I did think I'd be well into integrating with Flexspin's FAT filesystem by now but alas I've not even touched that beyond checking that the #ifdef switch works for flipped back and forth with the SPI based driver.
It's funny, I get bogged down and too tired to concentrate from the myriad of ideas and options popping up as I go. I enjoy the puzzle too much I suspect. Never getting to the end.
In this case, maybe best to just focus on one piece at a time until it works. Eg. single sector reads, then single sector writes, then try multi-reads etc.
I can't help myself. I want to optimise as I go. It's all good. I'm much happier that I've put the time in to tests the options. Learnt behaviours of the hardware.
Gotta write this one down! I've bumped into some really specific bug in one of my methods ...
CMD17 "single block read" fails to wait on a WAITSE1 instruction on every fourth block of the SD card, offset +2 (eg: block 2, block 6, block 10, ...). Moving the WAITSE1 out of Fcache fixes it, changing it to a WAITSE2 fixes it, and changing the call path also makes it go away. All of these are fully repeatable.
I can't see any change in behaviour coming from the SD card with the different block numbers, and indeed a different SD card makes no diff either. Err, I didn't look at the scope close enough. Changing to an SD card with longer block latency fails on all block numbers. So latency is a factor I guess ... WAITSE2 still fixes it in this situation.

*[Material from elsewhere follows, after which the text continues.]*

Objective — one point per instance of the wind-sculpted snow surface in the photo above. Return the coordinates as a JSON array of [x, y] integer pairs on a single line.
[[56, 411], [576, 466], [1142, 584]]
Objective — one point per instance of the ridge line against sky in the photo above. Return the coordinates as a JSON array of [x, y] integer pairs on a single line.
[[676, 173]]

I've done compares of the compiled binaries with the only diff being these two instructions ... and their encoding checks out.
This is buggy:
setse1 #0b001<<6 | PIN_CLK // trigger on rising edge
waitse1 // wait for clocking to complete
This is fine:
setse2 #0b001<<6 | PIN_CLK // trigger on rising edge
waitse2 // wait for clocking to complete
Well that sounds curious. My best guess would be that there's a hazard between SETSEx and WAITSEx, so if SE1 was previously set, it might not get unset fast enough. Though that doesn't track with the regular pattern... Does putting a NOP inbetween work? What is the previous SE1?
@Wuerfel_21 said:
Well that sounds curious. My best guess would be that there's a hazard between SETSEx and WAITSEx, so if SE1 was previously set, it might not get unset fast enough. Though that doesn't track with the regular pattern... Does putting a NOP inbetween work? What is the previous SE1?

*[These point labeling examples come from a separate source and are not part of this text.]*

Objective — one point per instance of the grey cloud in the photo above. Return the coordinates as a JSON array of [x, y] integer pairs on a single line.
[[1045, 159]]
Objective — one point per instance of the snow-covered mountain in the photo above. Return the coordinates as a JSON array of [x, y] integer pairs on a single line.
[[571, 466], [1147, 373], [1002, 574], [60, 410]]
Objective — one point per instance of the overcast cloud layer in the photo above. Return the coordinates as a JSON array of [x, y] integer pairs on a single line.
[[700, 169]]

Tried that and also uses of POLLSE1. No effect.
PS: Here's a fuller snippet of the offending code:
fltl #PIN_CLK
wrpin mclk, #PIN_CLK // revert to regular clock gen
wxpin mclkr, #PIN_CLK
// start-bit found, now read the data block
xinit mleadin, #0 // lead-in delay from here at sysclock/1
setq mnco // streamer transfer rate (takes effect with buffered command below)

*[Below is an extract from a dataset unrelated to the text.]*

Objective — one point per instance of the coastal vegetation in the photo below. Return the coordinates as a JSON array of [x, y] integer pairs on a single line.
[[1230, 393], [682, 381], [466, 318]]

xzero mdat, #0 // rx buffered-op, aligned with clock via lead-in
dirh #PIN_CLK // clock timing starts here
wypin clocks, #PIN_CLK // first pulse outputs during second clock period
rdpin j, #PIN_CD // count of latency clocks searching for start-bit
// begin thumb twiddling
// CRC check of five-byte response, Reference code courtesy of Ariba
loc ptrb, #resp
mov pb, #5
mov crc, #0
cr7lp
rdbyte pa, ptrb++
movbyts pa, #0b00_01_10_11
setq pa
crcnib crc, #0x48 // CCITT polynomial is 1 + x3 + x7 (0x09 reversed for CRCNIB)
crcnib crc, #0x48
djnz pb, #cr7lp
// end thumb twiddling
setse1 #0b110<<6 | PIN_CLK // trigger on high level
waitse1 // wait for clocking to complete
// waitxfi // wait for rx data completion before resuming hubexec
ret
Huh, I was applying the full 100 ms spec'd timeout to block latency during the start-bit search and decided to also swap it's WAITSE1 to a WAITSE2. And guess what, that flipped the bug around. It's now buggy with a WAITSE2 on the block completion instead of with WAITSE1.
So it's not a timeout problem, it didn't have a timeout and now it does. But that event setup in the start-bit search code has a lingering effect of some sort ... here's the whole function:
static uint32_t rxblock( const uint8_t * buf, const uint32_t rxlag )
{
uint32_t i, j, crc;
// locate data block start-bit
_pinf( PIN_DAT );
_pinf( PIN_CD ); // reset latency counter
_pinstart( PIN_CLK, P_PWM_SMPS | P_OE | P_INVERT_OUTPUT | // clock gen stops when PIN_DAT3 goes low
(PIN_DAT3 - PIN_CLK & 7)<<28 | P_INVERT_A | // smartA input select
(PIN_DAT3 - PIN_CLK & 7)<<24 | P_INVERT_B, // smartB input select
1 | 10<<16, 5 ); // clock rate of sysclock/10
__asm {
getct j
add j, ##_clkfreq / 10 // SDHC 100 ms timeout of start-bit search, Nac (SD spec 4.12.4)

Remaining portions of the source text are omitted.